Haase, J., Kremser, W., Leopold, H., Mendling, J., Onnasch, L., & Plattfaut, R. (2024). Interdisciplinary Directions for Researching the Effects of Robotic Process Automation and Large Language Models on Business Processes. Communications of the Association for Information Systems, 54(1), 579–604. https://doi.org/10.17705/1CAIS.05421

Sarferaz, S. (2025). Implementing Conversational AI Into ERP Software. IEEE Access, 13, 160238–160250. https://doi.org/10.1109/ACCESS.2025.3608477

Aguinis, H., Beltran, J. R., & Cope, A. (2024). How to Use Generative AI as a Human Resource Management Assistant. Organizational Dynamics, 53(1), 101029. https://doi.org/10.1016/j.orgdyn.2024.101029

Acharya, D. B., Kuppan, K., & Divya, B. (2025). Agentic AI: Autonomous Intelligence for Complex Goals—A Comprehensive Survey. IEEE Access, 13, 18912–18936. https://doi.org/10.1109/ACCESS.2025.3532853

Islam, M. S., Islam, M. I., Mozumder, A. Q., Khan, M. T. H., Das, N., & Mohammad, N. (2025). A Conceptual Framework for Sustainable AI-ERP Integration in Dark Factories: Synthesising TOE, TAM, and IS Success Models for Autonomous Industrial Environments. Sustainability, 17(20), 9234. https://doi.org/10.3390/su17209234

Brynjolfsson, E., Chandar, B., & Chen, R. (2025). Canaries in the Coal Mine?
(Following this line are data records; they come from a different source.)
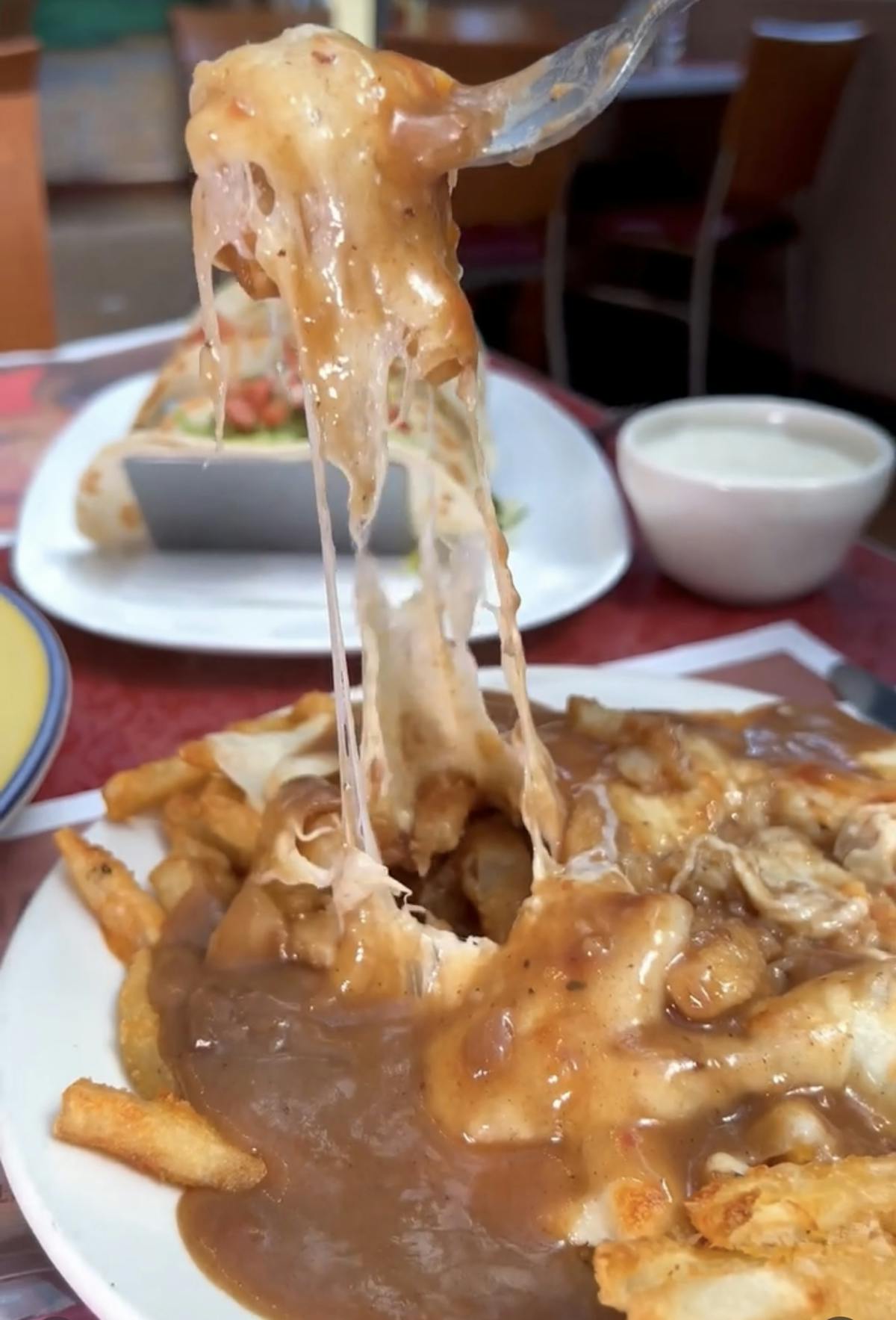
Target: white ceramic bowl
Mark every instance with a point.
(756, 538)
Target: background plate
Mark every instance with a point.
(572, 547)
(108, 1230)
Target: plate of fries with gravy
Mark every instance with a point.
(458, 996)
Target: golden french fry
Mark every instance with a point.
(201, 755)
(146, 787)
(164, 1138)
(130, 917)
(289, 717)
(181, 815)
(189, 845)
(178, 873)
(234, 827)
(137, 1023)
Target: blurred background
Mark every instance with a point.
(726, 226)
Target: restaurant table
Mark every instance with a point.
(135, 702)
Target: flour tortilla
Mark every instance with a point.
(431, 440)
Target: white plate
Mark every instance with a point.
(570, 548)
(111, 1232)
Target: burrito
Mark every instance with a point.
(264, 418)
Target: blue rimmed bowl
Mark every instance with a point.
(34, 701)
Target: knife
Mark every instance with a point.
(871, 697)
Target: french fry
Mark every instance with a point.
(234, 827)
(178, 873)
(130, 917)
(146, 787)
(289, 717)
(217, 817)
(137, 1025)
(189, 845)
(199, 755)
(164, 1138)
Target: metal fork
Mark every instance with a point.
(552, 99)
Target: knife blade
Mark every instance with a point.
(871, 697)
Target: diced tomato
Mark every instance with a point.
(256, 391)
(275, 413)
(240, 413)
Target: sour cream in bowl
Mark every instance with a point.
(751, 501)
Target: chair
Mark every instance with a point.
(206, 34)
(27, 318)
(771, 147)
(512, 220)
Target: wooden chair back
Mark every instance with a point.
(777, 123)
(500, 196)
(206, 34)
(27, 318)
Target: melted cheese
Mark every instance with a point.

Six Facts about the Recent Employment Effects of Artificial Intelligence [Working Paper]. Stanford Digital Economy Lab. https://digitaleconomy.stanford.edu/publication/canaries-in-the-coal-mine-six-facts-about-the-recent-employment-effects-of-artificial-intelligence/


NoteTransparency Note — Generative AI

Generative AI tools were used for source organization, prose revision, translation support, and formatting checks. The authors retained full responsibility for source selection, interpretation of findings, reference validation, and final content. AI outputs were reviewed, edited, and verified by the authors. No AI tool is credited as an author.